Los claveles siempre serán de Federico

Onetti ha soñado con la mujer que tenía rosas blancas en lugar de ojos.
Hay veces que el mar desaparece y entonces hay que dibujar todos los ríos, uno por uno, otra vez.
Pintar el azul entre los pinos.
Rehacer el mundo desde su génesis.
Volver a creer en el Edén y en el jardín.
Dejar tu sangre a los claveles para que vuelvan a crecer.
Fue el recuerdo de tus olas el que me trajo a esta orilla.
Por eso me he tumbado en el lecho y he amamantado otra vez a mi criatura con la vía láctea y Urano me ha bendecido.

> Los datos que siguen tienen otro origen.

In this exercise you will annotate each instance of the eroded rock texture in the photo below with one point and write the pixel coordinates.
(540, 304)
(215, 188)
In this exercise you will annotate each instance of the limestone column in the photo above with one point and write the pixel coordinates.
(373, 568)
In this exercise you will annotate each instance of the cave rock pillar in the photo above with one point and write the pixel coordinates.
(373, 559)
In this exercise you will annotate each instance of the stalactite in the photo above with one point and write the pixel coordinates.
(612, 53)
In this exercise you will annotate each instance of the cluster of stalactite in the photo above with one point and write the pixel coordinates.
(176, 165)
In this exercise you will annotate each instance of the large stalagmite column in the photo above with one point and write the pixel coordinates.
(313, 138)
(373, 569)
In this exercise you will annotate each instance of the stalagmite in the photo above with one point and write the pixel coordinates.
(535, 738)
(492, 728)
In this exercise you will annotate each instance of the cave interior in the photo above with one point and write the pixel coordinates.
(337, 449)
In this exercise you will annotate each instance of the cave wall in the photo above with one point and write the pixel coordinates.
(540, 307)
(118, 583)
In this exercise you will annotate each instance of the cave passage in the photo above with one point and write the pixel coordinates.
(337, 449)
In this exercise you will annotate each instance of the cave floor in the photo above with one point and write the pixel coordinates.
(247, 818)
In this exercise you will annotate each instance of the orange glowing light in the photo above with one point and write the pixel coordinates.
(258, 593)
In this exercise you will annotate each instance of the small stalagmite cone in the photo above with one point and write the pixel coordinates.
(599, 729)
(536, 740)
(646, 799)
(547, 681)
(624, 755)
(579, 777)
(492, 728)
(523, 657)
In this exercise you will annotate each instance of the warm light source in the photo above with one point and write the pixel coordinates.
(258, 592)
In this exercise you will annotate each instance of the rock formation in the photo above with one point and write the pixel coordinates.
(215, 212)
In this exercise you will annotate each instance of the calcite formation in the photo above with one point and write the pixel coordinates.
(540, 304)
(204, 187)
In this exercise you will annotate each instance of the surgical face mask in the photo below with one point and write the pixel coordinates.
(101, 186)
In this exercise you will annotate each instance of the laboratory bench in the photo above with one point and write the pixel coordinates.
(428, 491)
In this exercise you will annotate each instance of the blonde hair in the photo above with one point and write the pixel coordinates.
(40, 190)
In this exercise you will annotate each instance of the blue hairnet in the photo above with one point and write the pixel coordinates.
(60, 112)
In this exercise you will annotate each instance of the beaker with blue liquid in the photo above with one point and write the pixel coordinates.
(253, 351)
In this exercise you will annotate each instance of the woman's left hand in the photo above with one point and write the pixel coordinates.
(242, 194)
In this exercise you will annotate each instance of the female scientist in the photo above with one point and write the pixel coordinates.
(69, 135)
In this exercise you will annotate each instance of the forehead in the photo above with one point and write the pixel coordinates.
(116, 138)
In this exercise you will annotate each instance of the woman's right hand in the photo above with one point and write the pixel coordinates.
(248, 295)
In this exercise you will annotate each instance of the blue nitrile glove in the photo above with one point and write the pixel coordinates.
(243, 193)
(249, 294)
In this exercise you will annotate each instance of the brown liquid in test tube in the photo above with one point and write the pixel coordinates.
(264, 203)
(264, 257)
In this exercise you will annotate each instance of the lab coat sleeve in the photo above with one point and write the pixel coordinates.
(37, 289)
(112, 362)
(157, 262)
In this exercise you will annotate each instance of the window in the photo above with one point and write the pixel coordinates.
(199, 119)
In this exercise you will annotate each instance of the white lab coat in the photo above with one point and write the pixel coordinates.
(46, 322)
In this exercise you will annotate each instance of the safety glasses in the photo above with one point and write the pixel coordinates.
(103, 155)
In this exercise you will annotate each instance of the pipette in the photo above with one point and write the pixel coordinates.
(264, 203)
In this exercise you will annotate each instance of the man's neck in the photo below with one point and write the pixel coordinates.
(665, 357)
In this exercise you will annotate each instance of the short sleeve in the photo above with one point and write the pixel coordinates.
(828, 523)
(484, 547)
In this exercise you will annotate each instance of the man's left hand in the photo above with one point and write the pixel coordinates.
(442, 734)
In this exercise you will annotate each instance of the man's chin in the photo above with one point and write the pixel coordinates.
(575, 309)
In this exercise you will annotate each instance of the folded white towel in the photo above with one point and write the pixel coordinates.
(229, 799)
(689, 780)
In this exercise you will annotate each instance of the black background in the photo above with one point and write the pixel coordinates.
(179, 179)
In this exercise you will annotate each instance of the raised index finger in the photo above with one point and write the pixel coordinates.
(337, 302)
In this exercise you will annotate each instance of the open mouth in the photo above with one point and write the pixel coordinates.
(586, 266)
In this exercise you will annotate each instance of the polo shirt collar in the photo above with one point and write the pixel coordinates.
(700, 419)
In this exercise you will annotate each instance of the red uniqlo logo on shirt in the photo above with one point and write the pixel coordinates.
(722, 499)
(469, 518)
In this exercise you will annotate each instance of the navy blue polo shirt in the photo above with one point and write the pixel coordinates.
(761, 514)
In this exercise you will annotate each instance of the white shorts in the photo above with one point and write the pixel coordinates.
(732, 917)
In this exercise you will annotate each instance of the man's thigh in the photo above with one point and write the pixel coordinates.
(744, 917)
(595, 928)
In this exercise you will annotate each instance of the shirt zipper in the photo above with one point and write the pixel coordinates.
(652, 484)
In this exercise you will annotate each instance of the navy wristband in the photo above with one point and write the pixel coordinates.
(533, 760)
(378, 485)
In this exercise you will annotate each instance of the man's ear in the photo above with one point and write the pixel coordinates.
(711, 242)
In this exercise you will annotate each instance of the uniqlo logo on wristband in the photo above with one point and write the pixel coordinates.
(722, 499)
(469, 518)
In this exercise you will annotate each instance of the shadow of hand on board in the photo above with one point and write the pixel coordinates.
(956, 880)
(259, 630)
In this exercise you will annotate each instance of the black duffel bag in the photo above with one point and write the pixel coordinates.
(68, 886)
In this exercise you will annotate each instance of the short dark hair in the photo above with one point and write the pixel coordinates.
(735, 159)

No pararán esos pies de aplastar las amapolas y las risas querrán otra vez devorar al llanto con la voracidad de Cronos para sus hijos.
Yo he guardado todas mis lágrimas en un frasco y me he sentado a esperar porque esperar, en la casa encendida, es una forma de estirar la alegría (Rosales está escribiendo su resurrección).
Pero la alegría vuelve a cebarse con la tristeza y el amor está bajo los cantos, bajo las ruedas.
Hay cuentos, menos mal, para las mujeres tristes.
Vuelven los gigantes a robar su viento a los molinos y tú, un huracán que desata mi brisa.
Ya está el sol madurando de noche y un amanecer desposeyendo a los dioses de su ocaso.
Vendrá abril y volverá a darnos de beber de sus mismas fuentes.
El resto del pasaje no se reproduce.